Whatever you do, don’t bother with NetFlip.
They claim you can make all this money by doing surveys and trying products for free. What they didn’t say is the only way to make anything over sixty cents is to fill out credit card apps AND get approved or subscribe to pay sites/mags.
I supposedly won a free subscription to “young MS” but I got a bill in the mail today. When I wrote to ask about it, they said it was “Free for the first 100 applicants”. It didn’t say this ANYWHERE on the site.
Ugh. I spent a good three hours dinking on it last week and got two bucks for joining. You don’t even get a check until you reach 20 bucks. That could take a year at the rate I’m going.
I don’t know about the deals where you install programs, but if they slow you down, it’s not worth it. At least not for me
I signed up with Pinecone Research when I saw their banner on a gaming site I go to. They give you surveys that take about 10 minutes to fill out and pay you five bucks for each one completed. There might be some requirements, but it’s been so long that I forget. I’ve done a bunch (about 3 per month) and have never not received my check. The checks come fairly quickly, too. You might give it a try.
At a friend’s urging, I signed up with the now-defunct AllAdvantage a couple of years ago. You installed their toolbar, which sat at the bottom of your screen and displayed ads as you surfed, and you recieved payment at a rate I can’t remember now for the length of time you spent actively using it. You also got a percentage of the time the people you referred spent using it.
After a month or so, I got an irate email from the friend who asked me to join saying that she’d had part of her balance revoked because one of her referees had been cheating, and using some program to simulate active use when they hadn’t been really using it. She only had two active referees, so she emailed both of us. We both denied being the cheater. Neither of us was accused or penalised that month.
The following month, AllAdvantage told me I was being investigated, and later informed me that I had been caught cheating and that part of my balance was being revoked. I wrote back, told them I wasn’t cheating and asked for dates and times so I could confirm it wasn’t someone else who had used my computer that month. They refused to give me that information, telling me it would violate their privacy policy. The deduction they made put me just barely under their minimum monthly payout figure, so the balance was rolled over into the next month.
Meanwhile, their crappy toolbar kept crashing my computer, so I contacted them for technical advice, surfed only enough to get to my minimum payment amount and sat back and waited. They never responded.
The following month, despite the fact that I’d only surfed a tiny amount in order to get my balance up to minimum payment, I was again informed that I had cheated for the month, and this time they revoked my entire balance - even the portion that had been earned in earlier months, and not previously found to have been earned through cheating! I left in disgust, and celebrated when they went broke a couple of months later.
To sum up:
They deducted money from my friend in month one, saying someone had cheated in month one. They did not “investigate” anyone that month.
They “investigated” me for cheating in month two, and took a portion of my money, but cleared the rest.

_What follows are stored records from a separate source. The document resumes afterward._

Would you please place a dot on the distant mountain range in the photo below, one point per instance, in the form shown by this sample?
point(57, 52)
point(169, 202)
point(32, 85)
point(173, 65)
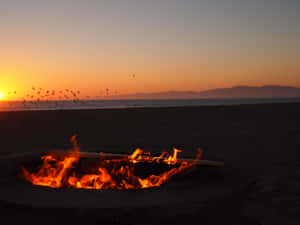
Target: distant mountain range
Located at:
point(268, 91)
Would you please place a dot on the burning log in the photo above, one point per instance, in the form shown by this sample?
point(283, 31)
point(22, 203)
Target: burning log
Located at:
point(79, 170)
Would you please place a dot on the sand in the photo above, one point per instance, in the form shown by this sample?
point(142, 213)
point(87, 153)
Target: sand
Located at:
point(259, 145)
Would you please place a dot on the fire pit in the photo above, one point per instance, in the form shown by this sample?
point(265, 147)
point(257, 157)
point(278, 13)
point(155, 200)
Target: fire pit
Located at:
point(76, 170)
point(72, 179)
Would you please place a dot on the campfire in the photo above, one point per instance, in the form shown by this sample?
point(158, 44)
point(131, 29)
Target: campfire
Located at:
point(139, 170)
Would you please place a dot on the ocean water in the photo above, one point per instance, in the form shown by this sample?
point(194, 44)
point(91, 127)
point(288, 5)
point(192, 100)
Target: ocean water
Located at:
point(111, 104)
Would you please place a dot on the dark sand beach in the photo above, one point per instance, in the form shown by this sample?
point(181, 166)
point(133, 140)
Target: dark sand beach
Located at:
point(259, 144)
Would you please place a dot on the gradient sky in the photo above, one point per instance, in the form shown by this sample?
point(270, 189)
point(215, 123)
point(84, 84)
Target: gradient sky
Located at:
point(168, 45)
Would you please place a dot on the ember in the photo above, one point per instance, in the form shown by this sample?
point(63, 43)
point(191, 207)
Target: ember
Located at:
point(67, 171)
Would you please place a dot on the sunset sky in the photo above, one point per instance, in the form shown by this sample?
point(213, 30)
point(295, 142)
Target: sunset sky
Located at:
point(168, 44)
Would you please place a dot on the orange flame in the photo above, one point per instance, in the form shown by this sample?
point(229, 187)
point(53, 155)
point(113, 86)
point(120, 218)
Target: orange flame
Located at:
point(57, 171)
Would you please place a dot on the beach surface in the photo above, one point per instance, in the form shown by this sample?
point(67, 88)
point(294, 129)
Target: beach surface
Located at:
point(259, 144)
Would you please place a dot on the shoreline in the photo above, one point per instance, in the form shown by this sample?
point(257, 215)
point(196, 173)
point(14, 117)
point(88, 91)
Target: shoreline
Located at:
point(258, 142)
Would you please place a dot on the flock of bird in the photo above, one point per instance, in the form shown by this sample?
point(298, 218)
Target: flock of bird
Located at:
point(37, 96)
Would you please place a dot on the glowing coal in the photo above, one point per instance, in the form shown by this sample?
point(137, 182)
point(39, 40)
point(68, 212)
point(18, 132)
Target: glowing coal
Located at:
point(137, 171)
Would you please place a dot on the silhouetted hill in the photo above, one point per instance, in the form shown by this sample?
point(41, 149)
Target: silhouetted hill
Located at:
point(267, 91)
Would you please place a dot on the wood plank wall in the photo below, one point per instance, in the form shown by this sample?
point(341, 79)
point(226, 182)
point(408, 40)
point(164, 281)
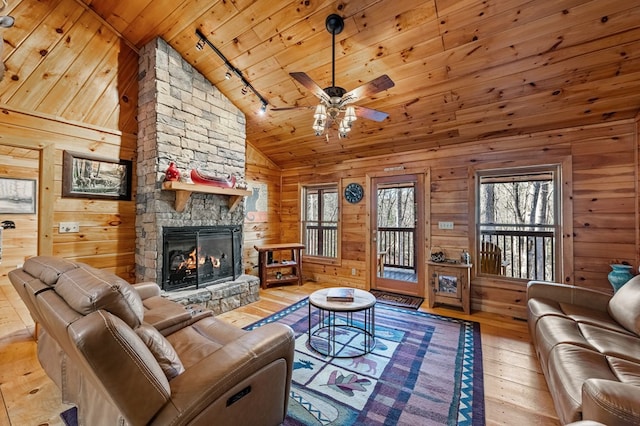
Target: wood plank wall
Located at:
point(261, 227)
point(603, 225)
point(22, 241)
point(71, 84)
point(107, 228)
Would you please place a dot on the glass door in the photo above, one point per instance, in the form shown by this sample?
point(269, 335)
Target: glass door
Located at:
point(397, 234)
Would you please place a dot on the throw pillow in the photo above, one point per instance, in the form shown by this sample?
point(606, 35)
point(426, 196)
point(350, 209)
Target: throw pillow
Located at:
point(162, 350)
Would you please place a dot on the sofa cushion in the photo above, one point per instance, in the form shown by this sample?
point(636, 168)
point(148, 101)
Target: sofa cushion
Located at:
point(625, 371)
point(162, 350)
point(624, 306)
point(569, 367)
point(88, 289)
point(48, 268)
point(586, 315)
point(607, 342)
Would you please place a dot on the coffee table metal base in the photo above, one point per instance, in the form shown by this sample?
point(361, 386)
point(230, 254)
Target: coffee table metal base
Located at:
point(342, 334)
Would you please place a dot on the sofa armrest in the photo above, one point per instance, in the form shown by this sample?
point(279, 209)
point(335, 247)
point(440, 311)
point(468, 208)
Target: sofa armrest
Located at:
point(202, 391)
point(564, 293)
point(611, 402)
point(147, 289)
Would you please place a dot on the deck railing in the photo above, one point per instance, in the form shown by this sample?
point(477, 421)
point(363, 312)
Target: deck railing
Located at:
point(400, 246)
point(321, 240)
point(527, 251)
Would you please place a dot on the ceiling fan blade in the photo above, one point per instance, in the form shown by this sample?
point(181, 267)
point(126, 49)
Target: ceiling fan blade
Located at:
point(311, 85)
point(371, 114)
point(292, 108)
point(374, 86)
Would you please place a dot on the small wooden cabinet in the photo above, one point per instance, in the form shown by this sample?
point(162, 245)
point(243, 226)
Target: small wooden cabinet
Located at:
point(280, 264)
point(449, 284)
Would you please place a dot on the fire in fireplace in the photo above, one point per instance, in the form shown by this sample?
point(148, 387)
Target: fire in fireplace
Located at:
point(198, 256)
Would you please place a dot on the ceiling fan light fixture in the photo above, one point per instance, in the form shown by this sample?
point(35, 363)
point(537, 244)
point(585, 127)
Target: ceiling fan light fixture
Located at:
point(321, 112)
point(350, 115)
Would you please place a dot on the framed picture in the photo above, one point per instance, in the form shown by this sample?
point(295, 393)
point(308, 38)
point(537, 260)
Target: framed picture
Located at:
point(448, 284)
point(17, 196)
point(85, 176)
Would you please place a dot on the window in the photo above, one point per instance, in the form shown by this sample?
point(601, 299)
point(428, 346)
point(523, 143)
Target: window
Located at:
point(320, 221)
point(518, 225)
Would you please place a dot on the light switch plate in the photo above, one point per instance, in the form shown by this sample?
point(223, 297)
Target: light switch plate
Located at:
point(68, 227)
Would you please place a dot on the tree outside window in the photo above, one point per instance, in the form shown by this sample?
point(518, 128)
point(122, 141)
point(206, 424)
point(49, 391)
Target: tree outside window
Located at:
point(320, 220)
point(518, 223)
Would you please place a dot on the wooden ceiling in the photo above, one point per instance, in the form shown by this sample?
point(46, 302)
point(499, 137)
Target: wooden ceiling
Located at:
point(463, 70)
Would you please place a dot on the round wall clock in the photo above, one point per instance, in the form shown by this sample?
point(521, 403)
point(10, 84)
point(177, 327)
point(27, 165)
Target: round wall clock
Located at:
point(353, 193)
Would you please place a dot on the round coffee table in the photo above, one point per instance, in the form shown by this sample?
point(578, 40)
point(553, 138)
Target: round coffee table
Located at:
point(342, 329)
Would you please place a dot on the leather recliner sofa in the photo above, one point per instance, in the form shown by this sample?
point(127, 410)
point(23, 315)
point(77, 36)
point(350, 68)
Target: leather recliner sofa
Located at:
point(588, 345)
point(126, 356)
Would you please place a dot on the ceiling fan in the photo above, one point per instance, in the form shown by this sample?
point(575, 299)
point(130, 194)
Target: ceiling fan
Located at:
point(335, 100)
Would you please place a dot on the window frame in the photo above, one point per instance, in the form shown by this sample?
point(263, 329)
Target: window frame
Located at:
point(561, 167)
point(303, 222)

They did not reclaim this money from my friend (who had earnt referral fees from my “cheating”). The amount she had deducted in the first month didn’t match what I had taken in the second month.
In the third month, they again “investigated” me for cheating, and this time took my entire balance for months 1, 2 and 3. They did not reclaim this money from my friend either.
My friend did manage to get one paycheck out of them before they went under, but I came out behind in the order of a few dollars - the money I wasted redialling in to the internet when their software crashed my computer - and a significant amount of time.
Also, you **hate to use browsers you son’t want to use. I like using Opera, Netcaptor and Mozilla, because each utilizes my surfing wizardry to the max (I am looking at 12 different web pages now.) But these PTS don’t log hours using these browsers.
Several years ago (centuries in internet time) I signed up with AllAdvantage, and actually got several $20 checks from them. But that was before the internet bubble burst, and they went belly up like all the others. I would be shocked to find a pay-to-surf operation still extant today, especially if they were actually paying out hard cash.